Image copyright © Courtauld Institute of Art
Architecture, Space and Society Centre is proud to announce an event dedicated to Ukrainian architectural heritage. Three eminent experts will raise awareness of Ukraine’s architectural history, the threat it is currently under, and possibilities for the future.
When: 24th May 2022, 6pm
Where: In person, Birkbeck School of Arts
Room G03, 43 Gordon Square, London, WC1H 0PD
Book online here
Iryna Matsevko (Kharkiv School of Architecture)
Difficult and Complex Heritage of Ukraine: Lessons not Learnt in approaching the Past and New Challenges of War
Like most post-Soviet countries, Ukraine has gone through a difficult (re)discovery of its own heritage, emerging after the collapse of the socialist bloc and the Soviet Union. Still, after 30 years of independence, Ukraine is facing many acutely unresolved issues, which keep it stuck in the vicious circle of conflicting and competing aspects of heritage. These “lessons not learnt” in approaching the past are now overlapping with the new challenges of war. What is our current benchmark? What is our response to the destruction of heritage? What do our discussions and decisions during the war time imply?
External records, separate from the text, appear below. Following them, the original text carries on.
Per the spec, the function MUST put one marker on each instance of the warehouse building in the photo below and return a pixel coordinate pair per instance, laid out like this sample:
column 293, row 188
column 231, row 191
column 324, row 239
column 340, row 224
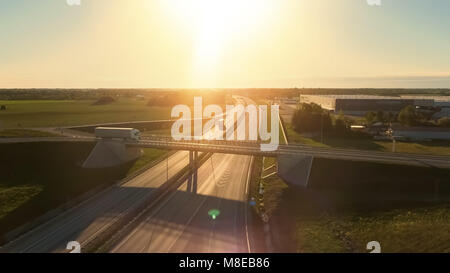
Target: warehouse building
column 420, row 133
column 440, row 102
column 359, row 105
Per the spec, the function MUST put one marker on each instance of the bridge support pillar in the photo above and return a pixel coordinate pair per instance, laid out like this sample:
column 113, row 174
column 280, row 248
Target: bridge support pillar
column 193, row 163
column 110, row 153
column 294, row 169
Will the burden of our undiscovered heritage allow us to tackle our post-war work with the heritage?
Christina E. Crawford (Emory University)
Architectural Allyship in Ukraine: Independence, War, and Reconstruction
Support for wartime Ukraine from the international architectural community has come in various guises: fundraisers, awareness-building public lectures about Ukraine’s architectural heritage, and promises to assist in reconstruction efforts. Most controversially, Pritzker Prize winning British architect Sir Norman Foster offered to design a “city of the future” in post-war Kharkiv. Ukrainian architects, like Kharkiv School of Architecture’s Oleg Drozdov, warn of “intellectual colonization” in such efforts, and insist that the shape and extent of external assistance must be determined locally. This talk historically contextualizes acts of architectural colonization, consultation, and collaboration in Ukraine before opening a discussion of what might constitute appropriate architectural allyship in the post-war context.
Owen Hatherley (writer, most recently of Modern Buildings in Britain, and the culture editor of Tribune
Modernism at War: the Preservation and Politics of “Soviet Modernism”
Many would have considered it surprising that one of the major trends among young enthusiasts for the built environment in Ukraine in the 2010s and 2020s would have been the documentation of late Soviet architecture and aesthetics, whether mosaics, public buildings or even in some cases mass housing. This has coincided with waves of official “de-communisation” and has sometimes been in explicit protest against it. How have these buildings and monumental artworks endured during the war, and how might both they and their enthusiasts survive a surreal Russian nationalist war of “de-Nazification” that is simultaneously based on rehashed Soviet imagery and an attempt to redraw the allegedly too generous borders of Soviet Ukraine?